Gerçek şu ki, belirtilen talimat, Vladivostok merkezli Rus kruvazörlerinin yer aldığı düşmanlıkların sonuçlarına dayanarak sonuçlandırıldı. Saygın A. Rytik'in yardımıyla, "Denizde bireysel gemiler ve müfrezeler tarafından uzun menzilli atışların organizasyonu ve ayrıca Donanmada Topçu Hizmet Kurallarında yapılan değişikliklerin neden olduğu" başlıklı belgenin bu son versiyonuna sahibim. Japonya ile savaş deneyimiyle", 1906'da yayınlandı. Ancak, düşmanlıkların sonuçlarının ardından kendisine "Örgüt"ün hangi hükümlerinin eklendiğini ve 1 Ağustos 1904'teki savaşta topçu subayları tarafından yönlendirildiğini bilmiyorum.

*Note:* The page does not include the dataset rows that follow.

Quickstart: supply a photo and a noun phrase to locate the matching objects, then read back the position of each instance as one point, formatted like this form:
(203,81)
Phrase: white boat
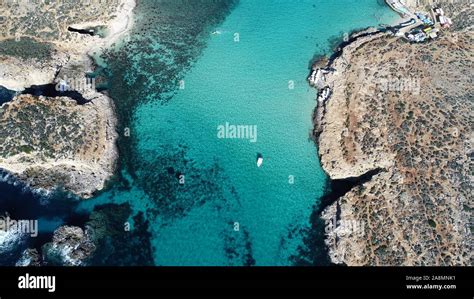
(259,159)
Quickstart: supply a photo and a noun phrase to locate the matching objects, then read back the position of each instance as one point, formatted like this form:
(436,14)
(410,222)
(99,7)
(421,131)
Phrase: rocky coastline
(402,209)
(62,132)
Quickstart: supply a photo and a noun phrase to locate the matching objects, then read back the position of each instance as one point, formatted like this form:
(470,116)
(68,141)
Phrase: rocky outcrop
(70,246)
(55,142)
(29,258)
(406,109)
(52,141)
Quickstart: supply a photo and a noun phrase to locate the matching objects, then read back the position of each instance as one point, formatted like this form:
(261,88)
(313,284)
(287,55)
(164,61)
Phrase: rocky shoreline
(70,141)
(402,210)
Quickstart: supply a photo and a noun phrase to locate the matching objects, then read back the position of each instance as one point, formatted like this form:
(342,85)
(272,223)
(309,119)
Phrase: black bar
(292,282)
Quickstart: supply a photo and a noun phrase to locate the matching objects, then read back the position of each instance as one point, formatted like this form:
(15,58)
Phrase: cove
(205,199)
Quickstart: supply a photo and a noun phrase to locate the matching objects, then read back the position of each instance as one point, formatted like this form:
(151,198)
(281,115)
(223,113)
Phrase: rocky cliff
(406,110)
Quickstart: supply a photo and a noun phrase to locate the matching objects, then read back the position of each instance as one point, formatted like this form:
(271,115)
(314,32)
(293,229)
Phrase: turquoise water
(259,80)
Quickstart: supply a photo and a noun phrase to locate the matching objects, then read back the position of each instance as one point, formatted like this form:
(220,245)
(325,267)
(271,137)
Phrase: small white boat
(259,159)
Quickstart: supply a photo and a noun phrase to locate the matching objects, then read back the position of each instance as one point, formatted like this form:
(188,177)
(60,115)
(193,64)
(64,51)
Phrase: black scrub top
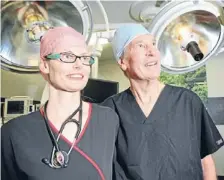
(25,142)
(168,144)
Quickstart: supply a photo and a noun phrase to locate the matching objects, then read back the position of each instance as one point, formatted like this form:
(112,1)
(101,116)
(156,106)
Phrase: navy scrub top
(25,142)
(168,144)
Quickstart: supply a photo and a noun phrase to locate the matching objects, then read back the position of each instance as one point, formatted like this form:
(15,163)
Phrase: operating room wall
(15,84)
(215,75)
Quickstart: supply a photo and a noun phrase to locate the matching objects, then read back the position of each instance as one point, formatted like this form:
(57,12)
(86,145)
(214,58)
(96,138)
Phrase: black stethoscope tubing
(55,141)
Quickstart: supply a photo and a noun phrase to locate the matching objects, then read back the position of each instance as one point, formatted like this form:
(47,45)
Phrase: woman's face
(70,77)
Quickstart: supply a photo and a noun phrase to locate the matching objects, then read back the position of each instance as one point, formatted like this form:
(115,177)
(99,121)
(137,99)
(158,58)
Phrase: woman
(68,138)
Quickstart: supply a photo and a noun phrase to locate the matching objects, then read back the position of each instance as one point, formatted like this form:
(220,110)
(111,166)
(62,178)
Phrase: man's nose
(150,52)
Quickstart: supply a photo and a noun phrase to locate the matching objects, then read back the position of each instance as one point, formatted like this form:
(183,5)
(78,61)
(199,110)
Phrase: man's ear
(122,64)
(44,67)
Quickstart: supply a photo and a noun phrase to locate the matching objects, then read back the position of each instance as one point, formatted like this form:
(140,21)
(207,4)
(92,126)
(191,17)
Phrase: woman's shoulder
(20,123)
(105,113)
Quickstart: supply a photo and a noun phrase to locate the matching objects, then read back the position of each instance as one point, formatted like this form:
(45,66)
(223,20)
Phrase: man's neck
(146,92)
(61,104)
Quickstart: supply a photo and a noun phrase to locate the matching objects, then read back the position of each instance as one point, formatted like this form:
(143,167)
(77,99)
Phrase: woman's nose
(77,64)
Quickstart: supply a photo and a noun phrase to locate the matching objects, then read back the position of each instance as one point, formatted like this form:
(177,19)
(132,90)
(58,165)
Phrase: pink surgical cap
(60,39)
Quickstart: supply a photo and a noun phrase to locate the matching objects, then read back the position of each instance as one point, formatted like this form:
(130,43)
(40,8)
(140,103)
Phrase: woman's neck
(61,104)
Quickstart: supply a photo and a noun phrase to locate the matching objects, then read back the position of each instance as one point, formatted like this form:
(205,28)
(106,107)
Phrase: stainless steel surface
(177,24)
(20,54)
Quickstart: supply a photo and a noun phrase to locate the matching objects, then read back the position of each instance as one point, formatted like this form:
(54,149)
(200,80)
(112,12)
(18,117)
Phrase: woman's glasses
(68,57)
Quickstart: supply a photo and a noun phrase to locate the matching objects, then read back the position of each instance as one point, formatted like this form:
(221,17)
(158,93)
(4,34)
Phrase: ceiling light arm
(98,48)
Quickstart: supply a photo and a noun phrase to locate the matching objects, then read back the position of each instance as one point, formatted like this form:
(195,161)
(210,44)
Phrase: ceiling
(116,18)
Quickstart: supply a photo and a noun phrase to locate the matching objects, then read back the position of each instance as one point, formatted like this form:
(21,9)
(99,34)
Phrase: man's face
(142,59)
(69,77)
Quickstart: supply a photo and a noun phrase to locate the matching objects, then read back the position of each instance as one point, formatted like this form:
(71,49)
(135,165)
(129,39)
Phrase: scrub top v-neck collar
(157,111)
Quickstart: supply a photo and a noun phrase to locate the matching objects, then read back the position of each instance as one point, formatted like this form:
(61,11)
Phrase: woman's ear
(44,67)
(122,64)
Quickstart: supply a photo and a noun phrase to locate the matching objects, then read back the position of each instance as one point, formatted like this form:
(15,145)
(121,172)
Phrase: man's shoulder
(113,100)
(182,91)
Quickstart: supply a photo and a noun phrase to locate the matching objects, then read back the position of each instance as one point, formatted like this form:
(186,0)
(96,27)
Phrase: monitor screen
(97,90)
(15,107)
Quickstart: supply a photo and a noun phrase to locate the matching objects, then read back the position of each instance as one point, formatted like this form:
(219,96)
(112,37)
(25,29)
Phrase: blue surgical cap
(124,35)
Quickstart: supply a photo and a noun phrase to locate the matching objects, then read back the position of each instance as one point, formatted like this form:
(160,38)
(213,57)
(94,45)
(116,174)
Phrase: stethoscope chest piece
(60,159)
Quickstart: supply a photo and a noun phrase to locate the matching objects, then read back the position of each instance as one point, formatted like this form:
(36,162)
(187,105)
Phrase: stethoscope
(59,158)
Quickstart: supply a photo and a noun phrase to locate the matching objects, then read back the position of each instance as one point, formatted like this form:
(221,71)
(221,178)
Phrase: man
(165,131)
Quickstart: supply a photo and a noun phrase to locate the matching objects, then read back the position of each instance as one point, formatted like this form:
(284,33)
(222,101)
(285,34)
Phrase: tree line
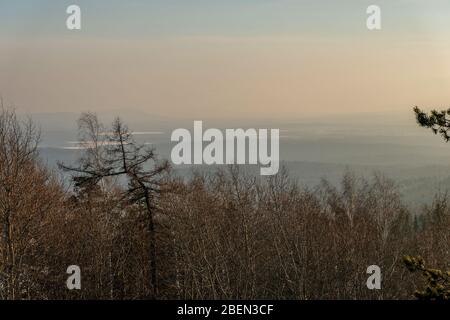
(138,231)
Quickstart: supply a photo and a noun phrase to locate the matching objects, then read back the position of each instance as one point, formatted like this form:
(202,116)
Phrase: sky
(245,59)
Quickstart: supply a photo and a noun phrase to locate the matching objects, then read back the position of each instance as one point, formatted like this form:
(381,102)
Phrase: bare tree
(115,154)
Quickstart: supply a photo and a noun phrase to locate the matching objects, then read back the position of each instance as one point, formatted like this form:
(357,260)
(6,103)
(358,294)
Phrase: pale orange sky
(273,75)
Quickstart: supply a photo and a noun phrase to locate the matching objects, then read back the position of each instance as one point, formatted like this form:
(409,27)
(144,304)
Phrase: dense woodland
(139,232)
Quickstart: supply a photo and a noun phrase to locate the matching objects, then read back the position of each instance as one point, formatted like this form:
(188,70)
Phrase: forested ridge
(138,232)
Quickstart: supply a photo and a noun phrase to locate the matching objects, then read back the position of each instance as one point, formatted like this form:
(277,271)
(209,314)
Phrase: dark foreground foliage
(222,236)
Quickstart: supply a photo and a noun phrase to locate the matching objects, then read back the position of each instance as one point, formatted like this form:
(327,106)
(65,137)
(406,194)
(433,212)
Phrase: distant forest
(138,232)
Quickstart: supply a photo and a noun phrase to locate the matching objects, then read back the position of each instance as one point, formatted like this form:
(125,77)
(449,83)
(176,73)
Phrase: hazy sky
(228,58)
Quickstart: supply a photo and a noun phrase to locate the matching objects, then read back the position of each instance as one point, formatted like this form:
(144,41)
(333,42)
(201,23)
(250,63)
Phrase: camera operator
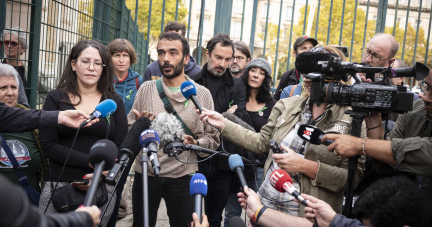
(409,143)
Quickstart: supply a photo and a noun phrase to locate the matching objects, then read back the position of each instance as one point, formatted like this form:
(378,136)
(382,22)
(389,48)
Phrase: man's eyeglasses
(86,64)
(374,56)
(7,43)
(238,58)
(425,87)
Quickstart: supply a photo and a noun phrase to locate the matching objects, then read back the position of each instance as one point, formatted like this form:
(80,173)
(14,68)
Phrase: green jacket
(332,174)
(411,142)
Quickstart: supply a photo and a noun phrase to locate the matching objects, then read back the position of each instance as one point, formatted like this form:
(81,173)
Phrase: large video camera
(326,70)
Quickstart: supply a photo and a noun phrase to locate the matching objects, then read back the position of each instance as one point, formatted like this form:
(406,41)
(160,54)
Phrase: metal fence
(269,27)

Bununla birlikte, bu belge hala ilginç ve bize filolarımızın kullanacağı topçu savaş yöntemlerini karşılaştırma fırsatı veriyor.

nişan

Ne yazık ki, yukarıda listelenen belgelerin üçü de en uygun ve en etkili sıfırlama yöntemlerinden çok uzaktır. 1920'lerde Birinci Dünya Savaşı'ndan sonra şuna inanıldığını hatırlatmama izin verin:

1) herhangi bir çekim, sıfırlama ile başlamalıdır;

2) voleybolda sıfırlama yapılacaktı;

3) nişan yapılırken, hedefi "çatal" içine alma ilkesi mutlaka kullanılır.

Myakishev ile durum en kötüsü - aslında, sıfırlama prosedürünü hiç açıklamadı. Öte yandan, Myakishev'in talimatlarının yalnızca filodaki mevcut kuralları desteklediği anlaşılmalıdır, ki bu maalesef bende yok, bu yüzden orada sıfırlama süreci açıklanmış olabilir.

Ancak mevcut talimat en az bir noktada optimal kuralları ihlal ediyor. Myakishev, sıfırlamanın yalnızca 30-40 kabloyu kastettiği uzun bir mesafede gerekli olduğuna inanıyordu. Myakishev'e göre ortalama 20-25 kablo mesafesinde, sıfırlama gerekli değildir ve telemetre okumalarını tamamen yapabilir, hemen öldürmek için hızlı ateşe geçebilirsiniz. Buna ek olarak, ne voleybolda atış yapmaktan ne de Myakishev'deki "çataldan" hiç bahsedilmiyor.

Bersenev'in "Organizasyonu" na gelince, burada çekim süreci yeterince ayrıntılı olarak açıklanmaktadır. Ne yazık ki, sıfırlamanın açılacağı minimum mesafe hakkında hiçbir şey söylenmiyor. Bu konuda Bersenev'in "Örgütü", doğrudan atış hariç tüm mesafelerde nişan almanın zorunlu olduğu veya nişan kararının kıdemli topçu tarafından alınması gerektiği şeklinde yorumlanabilir, ancak doğrudan hiçbir şey söylenmez.

Çekim prosedürü aşağıdaki gibidir. Düşman yaklaşırsa, kıdemli topçu, sıfırlamanın gerçekleştirileceği plutong'u ve ateşlenecek silahların kalibresini atar. Bu çok önemli bir çekincedir: Bersenyev, kıdemli topçu subayının ateşini kontrol etmek için öncelikli kalibrenin 152-mm top olduğunu belirtse de, "çoğu durumda" belirtti ve bir kalibre atama ihtiyacı kullanmayı mümkün kıldı. hem daha hafif hem de daha ağır silahlar…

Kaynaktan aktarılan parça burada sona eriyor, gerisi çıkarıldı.